From Tupelo Press comes Fasting for Ramadan: Notes from a Spiritual Practice by Kazim Ali (April), whose his bio includes stints as a lobbyist and yoga instructor as well as poet and critical essayist. Divided into two sets of daily meditations, one for each of the days of Ramadan, his musings will be especially meaningful for Muslim readers who are pacing themselves through their own fasts this upcoming Ramadan, expected to begin on August 1.

Turkish sociologist Nilüfer Göle authors Islam in Europe: The Lure of Fundamentalism and the Allure of Cosmopolitism, out in April from Markus Wiener. Göle, an authority on modern Muslim women, writes an engaging yet scholarly tribute to those European Muslims, particularly women, who participate in modern society and still uphold their Muslim values. Though a work in translation, the writing and diction are seamless. In similar spirit is I Speak for Myself: American Women on Being Muslim (White Cloud Press, May), edited by Maria Ebrahimji and Zahra Suratwala, a compilation of forty essays by women under 40, all in praise of their American-Muslim identities.

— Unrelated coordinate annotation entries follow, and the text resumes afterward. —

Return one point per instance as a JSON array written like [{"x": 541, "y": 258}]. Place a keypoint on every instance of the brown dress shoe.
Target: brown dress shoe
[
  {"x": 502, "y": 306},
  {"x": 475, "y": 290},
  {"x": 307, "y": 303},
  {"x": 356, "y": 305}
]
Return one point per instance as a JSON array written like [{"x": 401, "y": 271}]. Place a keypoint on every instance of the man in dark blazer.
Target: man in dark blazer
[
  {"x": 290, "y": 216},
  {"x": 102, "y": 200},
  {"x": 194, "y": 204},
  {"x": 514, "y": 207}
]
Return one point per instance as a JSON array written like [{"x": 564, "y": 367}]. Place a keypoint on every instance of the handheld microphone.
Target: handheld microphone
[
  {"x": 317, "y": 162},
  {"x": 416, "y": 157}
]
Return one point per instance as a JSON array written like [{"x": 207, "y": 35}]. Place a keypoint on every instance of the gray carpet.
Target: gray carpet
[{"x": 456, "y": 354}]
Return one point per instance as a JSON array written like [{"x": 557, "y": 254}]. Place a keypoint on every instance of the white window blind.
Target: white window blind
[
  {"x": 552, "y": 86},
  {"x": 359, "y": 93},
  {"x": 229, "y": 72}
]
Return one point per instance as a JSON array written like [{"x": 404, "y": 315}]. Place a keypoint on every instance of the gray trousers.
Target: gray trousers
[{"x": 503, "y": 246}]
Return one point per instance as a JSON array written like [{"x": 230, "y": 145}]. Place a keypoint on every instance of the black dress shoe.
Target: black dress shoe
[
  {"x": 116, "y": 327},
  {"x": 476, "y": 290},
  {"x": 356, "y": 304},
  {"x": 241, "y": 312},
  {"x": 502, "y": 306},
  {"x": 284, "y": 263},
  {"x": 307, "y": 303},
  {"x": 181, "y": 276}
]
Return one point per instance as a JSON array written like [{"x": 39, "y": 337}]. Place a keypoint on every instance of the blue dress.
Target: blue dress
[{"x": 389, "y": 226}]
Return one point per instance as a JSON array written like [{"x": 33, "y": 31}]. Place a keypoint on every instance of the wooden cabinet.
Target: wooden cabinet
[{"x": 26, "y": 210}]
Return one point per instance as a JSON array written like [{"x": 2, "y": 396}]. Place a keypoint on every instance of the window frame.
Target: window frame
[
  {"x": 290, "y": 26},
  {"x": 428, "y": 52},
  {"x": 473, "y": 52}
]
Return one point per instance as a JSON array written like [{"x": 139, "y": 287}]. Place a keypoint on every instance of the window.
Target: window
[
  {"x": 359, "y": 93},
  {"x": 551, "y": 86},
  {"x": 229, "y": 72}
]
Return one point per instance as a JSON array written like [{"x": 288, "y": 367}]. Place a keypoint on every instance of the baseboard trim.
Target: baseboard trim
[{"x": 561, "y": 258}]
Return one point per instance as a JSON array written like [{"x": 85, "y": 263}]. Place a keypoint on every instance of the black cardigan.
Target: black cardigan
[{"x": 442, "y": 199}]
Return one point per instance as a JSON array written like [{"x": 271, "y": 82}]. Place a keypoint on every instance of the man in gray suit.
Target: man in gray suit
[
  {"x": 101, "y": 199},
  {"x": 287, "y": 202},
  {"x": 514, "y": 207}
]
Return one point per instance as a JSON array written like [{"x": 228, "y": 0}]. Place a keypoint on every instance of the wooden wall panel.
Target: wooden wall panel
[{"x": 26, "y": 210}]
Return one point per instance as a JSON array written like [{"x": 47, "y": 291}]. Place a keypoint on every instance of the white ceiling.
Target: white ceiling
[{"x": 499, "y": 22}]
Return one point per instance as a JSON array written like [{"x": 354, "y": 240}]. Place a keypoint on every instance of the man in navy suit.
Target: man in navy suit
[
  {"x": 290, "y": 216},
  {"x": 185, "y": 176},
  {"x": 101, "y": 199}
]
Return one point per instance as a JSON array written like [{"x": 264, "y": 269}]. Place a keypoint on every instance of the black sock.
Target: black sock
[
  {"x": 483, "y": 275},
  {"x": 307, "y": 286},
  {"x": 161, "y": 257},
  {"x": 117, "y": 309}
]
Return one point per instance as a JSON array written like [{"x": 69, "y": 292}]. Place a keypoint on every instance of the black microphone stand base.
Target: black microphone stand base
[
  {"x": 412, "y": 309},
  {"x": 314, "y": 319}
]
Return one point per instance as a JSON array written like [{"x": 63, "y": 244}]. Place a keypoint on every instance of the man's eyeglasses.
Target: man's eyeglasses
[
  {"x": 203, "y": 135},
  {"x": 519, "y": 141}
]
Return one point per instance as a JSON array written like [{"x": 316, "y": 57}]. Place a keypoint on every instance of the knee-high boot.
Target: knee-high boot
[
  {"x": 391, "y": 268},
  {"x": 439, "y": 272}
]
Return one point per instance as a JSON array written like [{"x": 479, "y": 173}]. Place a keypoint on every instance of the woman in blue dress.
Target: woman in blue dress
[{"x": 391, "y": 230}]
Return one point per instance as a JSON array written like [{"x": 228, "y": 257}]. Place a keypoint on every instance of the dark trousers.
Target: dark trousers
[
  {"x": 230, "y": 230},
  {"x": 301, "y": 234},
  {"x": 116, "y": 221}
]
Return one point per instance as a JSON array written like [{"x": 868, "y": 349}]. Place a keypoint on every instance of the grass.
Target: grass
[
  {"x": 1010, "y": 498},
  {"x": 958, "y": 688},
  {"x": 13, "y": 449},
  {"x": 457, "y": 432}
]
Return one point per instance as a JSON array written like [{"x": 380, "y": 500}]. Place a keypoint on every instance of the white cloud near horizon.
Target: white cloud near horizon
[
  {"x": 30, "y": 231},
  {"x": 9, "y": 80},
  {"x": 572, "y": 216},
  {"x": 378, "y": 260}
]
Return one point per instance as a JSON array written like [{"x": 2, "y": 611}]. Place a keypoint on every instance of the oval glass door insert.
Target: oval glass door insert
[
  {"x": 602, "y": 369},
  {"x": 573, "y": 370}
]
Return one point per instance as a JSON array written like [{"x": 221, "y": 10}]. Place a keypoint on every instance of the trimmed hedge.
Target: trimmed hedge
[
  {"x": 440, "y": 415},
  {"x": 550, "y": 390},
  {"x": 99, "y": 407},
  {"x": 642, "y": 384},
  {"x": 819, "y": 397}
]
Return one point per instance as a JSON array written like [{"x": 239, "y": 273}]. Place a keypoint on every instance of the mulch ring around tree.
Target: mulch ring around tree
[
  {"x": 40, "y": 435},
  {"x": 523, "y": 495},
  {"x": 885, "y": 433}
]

Harvard University Press offers a micro-detailed look at Islamic interpretation with Awakening Islam: The Politics of Religious Dissent in Contemporary Saudi Arabia (April). Looking at the Muslim misfits of the past half-century and how many received refuge in Saudi Arabia, Parisian professor Stéphane Lacroix argues that the resulting movement has yielded two opposing camps—the Islamo-liberals and the neo-jihadis, both headquartered out of that Islamic heartland.

British publishing house Kube has books at two ends of the trend toward personal narrative. With Wandering Lonely in a Crowd: Reflections on the Muslim Condition, Kube publishes the essays, speeches, and other writings of community activist S.M. Atif Imtiaz, who ruminates on the plight of Muslims in Britain and laments the inaction of the world while hundreds of thousands of Bosnian Muslims died. Praised by the British mainstream press, Imtiaz’s writing presents his feelings raw and almost stream-of-consciousness.

On the other end of the spectrum is Kube’s Abu Hanifah: His Life, Legal Method & Legacy (May) by Mohammed Akram Nadwi, a British researcher and expert on the Hanafi school of thought and interpretation of Islamic law. This detailed study of the founder of the Hanafi approach, which is believed to be followed by the majority of Muslims worldwide, explores its sources and processes.

Perhaps the most highly anticipated book is Allah, Liberty and Love: The Courage to Reconcile Faith and Freedom (Free Press, June; reviewed in this issue) by controversial Canadian Muslim Irshad Manji, author of the bestselling The Trouble with Islam Today. Manji’s second work is more personal, featuring e-mail correspondence with her readers and critics.

Asma Gull Hasan is an attorney and the author of Red, White & Muslim: My Story of Belief (HarperOne, 2009).